Resurfacing work will take place at Albert Park – home of the Australian Grand Prix – perhaps before the 2021 event, and their could be layout changes too.
The roads used for the Australian GP are open to the public for the remainder of the year, so there has been no changes to the circuit layout since it joined the Formula 1 calendar in 1996.
Albert Park has a deal in place to host the event until at least 2025, so the circuit will soon be resurfaced, perhaps before the 2021 event, while the AGPC is also in talks with Formula 1 about possible changes to the layout to improve the quality of racing.
A decision on when the work would begin should arrive at around the time of this year’s season-opening Australian Grand Prix.
Speaking to Motorsport.com, AGPC CEO Andrew Westacott said: “In the next year or two we will be resurfacing.
“We are having dialogue with Formula 1 about how we evolve the track to make sure the changes that have occurred in the cars since 1996 are reflected in changes or adjustments to the track. Whether that be widening in some areas, whether that be camber in some areas, or other aspects.
“That’s all work in progress. We’ll probably know, realistically, at event time more about timelines and when the works are likely to happen – whether it will be in the next 12 months or the next 24 months.”
Exactly what changes could be made remains unclear, but Westacott said banked corners, like the ones which have been incorporated into the redesigned Zandvoort circuit, are very much off the table.
“When you get an opportunity for change, you’ve got to look at how you can improve something,” he said.
“There’s no doubt the cars have evolved and changed from 1996 to 2020, and they’re certainly going to change again in 2021.
“Now what we can do is, if we’re going to make a change, is look at everything.
“The sorts of things we’re looking at are asphalt mix and its impact on tyre degradation, we’re looking at turns and whether they can be adjusted.
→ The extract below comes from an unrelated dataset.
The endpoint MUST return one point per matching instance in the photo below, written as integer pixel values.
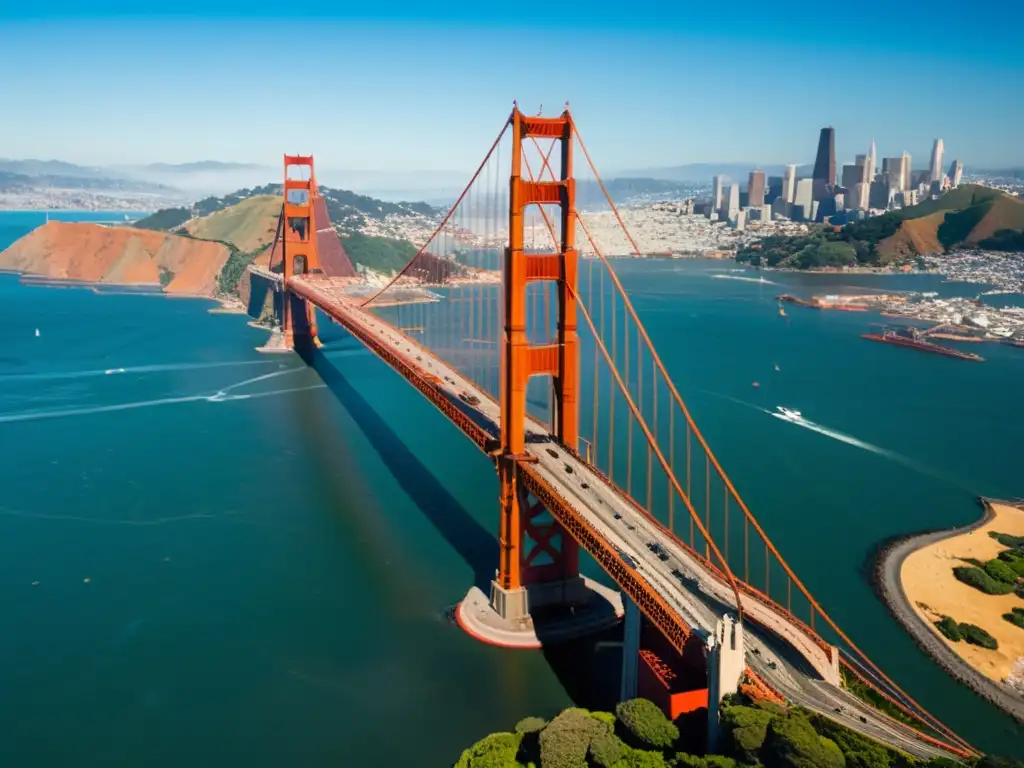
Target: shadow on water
(589, 668)
(475, 545)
“But we don’t want to diminish the character of the circuit, and we need to take into account that there’s a lake, and there’s playing fields, and there’s massive revenues at, for example, Turns 1 and 2 and Turns 15 and 16. So you can’t just go doing greenfield-style changes where you’ve got existing geography and topography and so on.
“It’s not as if we’ll be doing Zandvoort-style banking or anything like that, I can promise that.
“What we are doing is looking at all the different inputs, from speed limits in pitlane, to widths, to asphalt abrasiveness, and we’re in active dialogue with Formula 1 about those.”